State-run SriLankan Airlines had given advertising deals of over 450 million rupees to firms controlled by one family, where then- Chief Executive Kapila Chandrasena had at times ordered payments without formal contracts, a commission of inquiry was told.
A Presidential Commission of Inquiry into fraud and malpractice at SriLankan Airlines was told that an internal audit had queried the contracts as far back as 2014, and written agreements were not available or missing in some cases.
Saminda Perera, Senior Marketing Manager of SriLankan, said that dozens of deals for hoardings and light boxes were awarded to Kuma Stickers (Pvt) Ltd and Vihanga Marketing & Advertising Services (Pvt) Ltd, which were controlled by one family.
The loss-making airline made the highest payments to the two advertising firms in the 2014/15 financial year, up to 140.8 million rupees. Since then, payments have slowed down to just 25 million rupees each over the past two financial years, the commission was told.
Perera said that SriLankan’s marketing department had not conducted a contract review by internal and independent financial and insurance experts for many of the agreements.
“The marketing department does not have expertise in things like finance and insurance,” he said.
An internal audit had flagged this at the beginning of 2014, and only agreements entered into since had contract reviews, he said.
Perera also said that he was not able to locate some of the documents related to agreements with the two firms.
Further, in between lapses of agreements and renewing them, the then SriLankan CEO Kapila Chandrasena had provided interim approval via e-mail to continue payments of more than Rs. 10 million to the two companies for periods of one to two months, he said.
“Without an agreement, payments cannot be made,” Perera said.
Deputy Solicitor General Milinda Pathirana termed these payments illegal.
Retired Supreme Court Judge Anil Gunarathna who is the Presidential Commission Chair, questioned how nearly all the contracts could have been awarded to these two companies.
“Was the tender process followed? How were only Kuma and the son’s companies the only suppliers?” Gunarathna asked.
Perera said that he was not at the SriLankan marketing department during the time period in question to know for sure. The commission ordered any documents on procurement to be submitted at the next hearing.
“From what I know, they had the size of hoardings required. If they had small ones in a location, they were willing to put up larger ones. Also, the airline went and identified locations and they fabricated hoardings,” he said.
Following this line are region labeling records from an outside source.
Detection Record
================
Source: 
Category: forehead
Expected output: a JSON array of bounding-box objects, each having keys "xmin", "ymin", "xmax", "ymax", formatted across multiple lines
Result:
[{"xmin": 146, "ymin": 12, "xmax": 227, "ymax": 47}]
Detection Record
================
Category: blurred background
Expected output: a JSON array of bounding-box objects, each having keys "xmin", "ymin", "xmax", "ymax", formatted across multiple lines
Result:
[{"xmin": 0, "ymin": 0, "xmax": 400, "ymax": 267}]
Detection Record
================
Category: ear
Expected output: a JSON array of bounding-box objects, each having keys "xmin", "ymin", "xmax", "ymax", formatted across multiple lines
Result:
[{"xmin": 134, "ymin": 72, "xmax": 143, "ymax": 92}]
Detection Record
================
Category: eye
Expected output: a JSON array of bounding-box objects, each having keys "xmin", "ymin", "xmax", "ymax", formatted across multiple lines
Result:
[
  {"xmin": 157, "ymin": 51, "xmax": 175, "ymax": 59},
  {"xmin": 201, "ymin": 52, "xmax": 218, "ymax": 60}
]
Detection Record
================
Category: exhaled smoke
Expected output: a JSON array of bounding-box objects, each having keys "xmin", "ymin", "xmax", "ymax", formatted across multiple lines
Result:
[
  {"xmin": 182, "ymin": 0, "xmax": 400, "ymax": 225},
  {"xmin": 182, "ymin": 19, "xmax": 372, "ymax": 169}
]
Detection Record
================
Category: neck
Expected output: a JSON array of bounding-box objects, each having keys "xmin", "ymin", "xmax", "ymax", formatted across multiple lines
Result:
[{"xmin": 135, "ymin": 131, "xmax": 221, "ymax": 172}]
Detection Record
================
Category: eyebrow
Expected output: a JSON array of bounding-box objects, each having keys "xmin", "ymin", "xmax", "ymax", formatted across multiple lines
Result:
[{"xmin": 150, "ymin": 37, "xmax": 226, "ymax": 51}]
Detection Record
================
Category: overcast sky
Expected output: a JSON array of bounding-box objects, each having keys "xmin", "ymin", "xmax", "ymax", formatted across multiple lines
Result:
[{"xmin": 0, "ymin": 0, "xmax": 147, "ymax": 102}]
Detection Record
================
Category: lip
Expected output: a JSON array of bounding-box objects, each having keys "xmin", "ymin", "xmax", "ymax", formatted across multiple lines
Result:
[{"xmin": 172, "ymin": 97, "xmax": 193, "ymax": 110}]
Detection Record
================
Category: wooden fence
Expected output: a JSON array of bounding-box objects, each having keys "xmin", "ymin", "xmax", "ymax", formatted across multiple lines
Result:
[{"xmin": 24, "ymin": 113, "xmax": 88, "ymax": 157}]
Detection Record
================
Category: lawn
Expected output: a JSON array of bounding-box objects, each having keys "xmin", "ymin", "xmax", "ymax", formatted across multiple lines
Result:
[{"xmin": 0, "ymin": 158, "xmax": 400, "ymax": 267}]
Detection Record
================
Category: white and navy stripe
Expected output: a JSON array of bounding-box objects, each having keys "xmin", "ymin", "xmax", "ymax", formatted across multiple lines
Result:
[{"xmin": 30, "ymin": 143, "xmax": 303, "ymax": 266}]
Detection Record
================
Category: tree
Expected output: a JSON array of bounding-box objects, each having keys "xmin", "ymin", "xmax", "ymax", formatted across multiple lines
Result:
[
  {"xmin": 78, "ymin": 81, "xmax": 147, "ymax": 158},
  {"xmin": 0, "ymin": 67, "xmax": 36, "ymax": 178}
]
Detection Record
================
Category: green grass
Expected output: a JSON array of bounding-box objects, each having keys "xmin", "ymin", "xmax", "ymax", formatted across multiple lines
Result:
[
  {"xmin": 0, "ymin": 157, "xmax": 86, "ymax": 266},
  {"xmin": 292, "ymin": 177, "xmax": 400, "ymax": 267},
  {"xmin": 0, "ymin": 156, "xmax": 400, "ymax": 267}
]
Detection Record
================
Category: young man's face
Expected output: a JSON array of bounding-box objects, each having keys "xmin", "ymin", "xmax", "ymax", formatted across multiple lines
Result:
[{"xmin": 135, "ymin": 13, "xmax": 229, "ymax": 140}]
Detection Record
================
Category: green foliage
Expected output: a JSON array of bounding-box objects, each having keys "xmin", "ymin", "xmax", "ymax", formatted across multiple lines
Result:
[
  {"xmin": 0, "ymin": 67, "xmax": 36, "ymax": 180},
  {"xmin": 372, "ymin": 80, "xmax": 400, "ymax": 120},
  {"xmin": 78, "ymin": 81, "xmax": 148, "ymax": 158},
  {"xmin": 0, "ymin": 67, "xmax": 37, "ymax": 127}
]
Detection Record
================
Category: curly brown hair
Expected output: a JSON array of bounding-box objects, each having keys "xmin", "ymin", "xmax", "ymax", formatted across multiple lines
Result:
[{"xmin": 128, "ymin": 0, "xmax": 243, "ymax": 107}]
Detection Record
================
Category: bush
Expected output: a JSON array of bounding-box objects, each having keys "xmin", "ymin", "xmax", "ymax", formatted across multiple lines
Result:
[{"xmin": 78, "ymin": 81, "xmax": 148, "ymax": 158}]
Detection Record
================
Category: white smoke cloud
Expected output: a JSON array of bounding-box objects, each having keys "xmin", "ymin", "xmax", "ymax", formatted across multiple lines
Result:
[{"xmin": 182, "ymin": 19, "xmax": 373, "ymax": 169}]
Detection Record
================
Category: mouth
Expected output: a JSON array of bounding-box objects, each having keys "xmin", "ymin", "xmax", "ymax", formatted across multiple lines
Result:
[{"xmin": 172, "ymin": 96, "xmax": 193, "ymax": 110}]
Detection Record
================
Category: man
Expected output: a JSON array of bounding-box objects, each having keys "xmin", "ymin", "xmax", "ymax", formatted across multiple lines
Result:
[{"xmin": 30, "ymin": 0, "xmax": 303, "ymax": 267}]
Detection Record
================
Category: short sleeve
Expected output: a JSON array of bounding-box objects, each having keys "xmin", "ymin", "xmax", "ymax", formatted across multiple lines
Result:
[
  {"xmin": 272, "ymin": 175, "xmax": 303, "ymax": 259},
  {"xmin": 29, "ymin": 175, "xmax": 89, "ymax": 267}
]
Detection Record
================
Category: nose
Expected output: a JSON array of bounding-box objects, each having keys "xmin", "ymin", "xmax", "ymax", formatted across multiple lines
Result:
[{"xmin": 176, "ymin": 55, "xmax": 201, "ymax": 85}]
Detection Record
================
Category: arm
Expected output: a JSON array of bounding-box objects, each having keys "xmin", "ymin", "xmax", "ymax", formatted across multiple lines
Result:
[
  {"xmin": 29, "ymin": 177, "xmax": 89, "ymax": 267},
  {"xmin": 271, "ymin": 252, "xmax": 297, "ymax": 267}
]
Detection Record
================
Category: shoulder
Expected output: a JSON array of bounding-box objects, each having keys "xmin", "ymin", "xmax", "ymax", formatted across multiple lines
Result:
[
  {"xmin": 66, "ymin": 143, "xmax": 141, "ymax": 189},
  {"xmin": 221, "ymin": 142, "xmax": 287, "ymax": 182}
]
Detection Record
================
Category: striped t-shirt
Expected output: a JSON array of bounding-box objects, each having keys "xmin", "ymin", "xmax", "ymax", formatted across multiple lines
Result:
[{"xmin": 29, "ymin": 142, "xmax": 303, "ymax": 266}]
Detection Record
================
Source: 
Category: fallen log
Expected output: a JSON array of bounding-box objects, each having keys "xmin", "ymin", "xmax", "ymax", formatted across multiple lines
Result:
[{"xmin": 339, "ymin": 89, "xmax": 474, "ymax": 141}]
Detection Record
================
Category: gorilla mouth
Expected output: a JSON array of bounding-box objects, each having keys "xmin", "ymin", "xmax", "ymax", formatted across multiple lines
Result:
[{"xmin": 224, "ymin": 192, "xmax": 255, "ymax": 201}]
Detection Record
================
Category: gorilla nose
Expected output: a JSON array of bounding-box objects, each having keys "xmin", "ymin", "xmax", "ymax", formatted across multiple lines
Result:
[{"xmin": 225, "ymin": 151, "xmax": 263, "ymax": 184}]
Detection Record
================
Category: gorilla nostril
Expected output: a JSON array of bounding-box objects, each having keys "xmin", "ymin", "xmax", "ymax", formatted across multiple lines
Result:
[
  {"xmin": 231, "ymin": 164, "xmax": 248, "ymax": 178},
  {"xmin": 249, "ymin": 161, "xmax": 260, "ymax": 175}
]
Commissioner Gunarathna said that it was ‘mysterious’ that Kuma Stickers and Vihanga Marketing & Advertising Services owned so much land to be able to put up hoardings where the airline wanted to place them.
Only one other company, Anra Digital Image Suppliers (Pvt) Ltd, had provided hoarding services to SriLankan during the period, for a billboard off Elephant Pass in Jaffna.
Kuma Stickers however has been the sole supplier of light boxes and advertisements on trolleys at the airport since there is a one supplier principal inside the facility, Perera said.
Perera said that the airline has not entered into any agreement with Kuma Stickers and Vihanga Marketing & Advertising Services recently, except to transfer the title of one agreement for supplying light boxes at the airport from Mihin Lanka, when the budget airline was absorbed into SriLankan.
“We now have only three hoardings in Katunayake (Airport), Reid Avenue and the Expressway, because we have a low budget and because this commission is ongoing,” he said.
Perera said that these three hoardings was awarded through competitive tenders.
SriLankan has accumulated over 170 billion rupees in losses by the end of March 31, 2018, and is currently struggling to even pay the fuel bill to the Ceylon Petroleum Corporation, another state-run firm.
Former President Mahinda Rajapaksa cancelled a profitable management contract SriLankan had with Emirates in 2008, and appointed his brother-in-law Nishantha Wickramasinghe as the airline’s Chairman.
Under Wickramasinghe’s purview the airline tumbled into losses amid allegations of mismanagement and corruption and a preliminary inquiry led by J C Weliamuna, a lawyer, recommended a criminal probe.
A board and top management appointed by the current administration in 2015 also failed to turn the airline around. A second board has promised a turnaround in three years.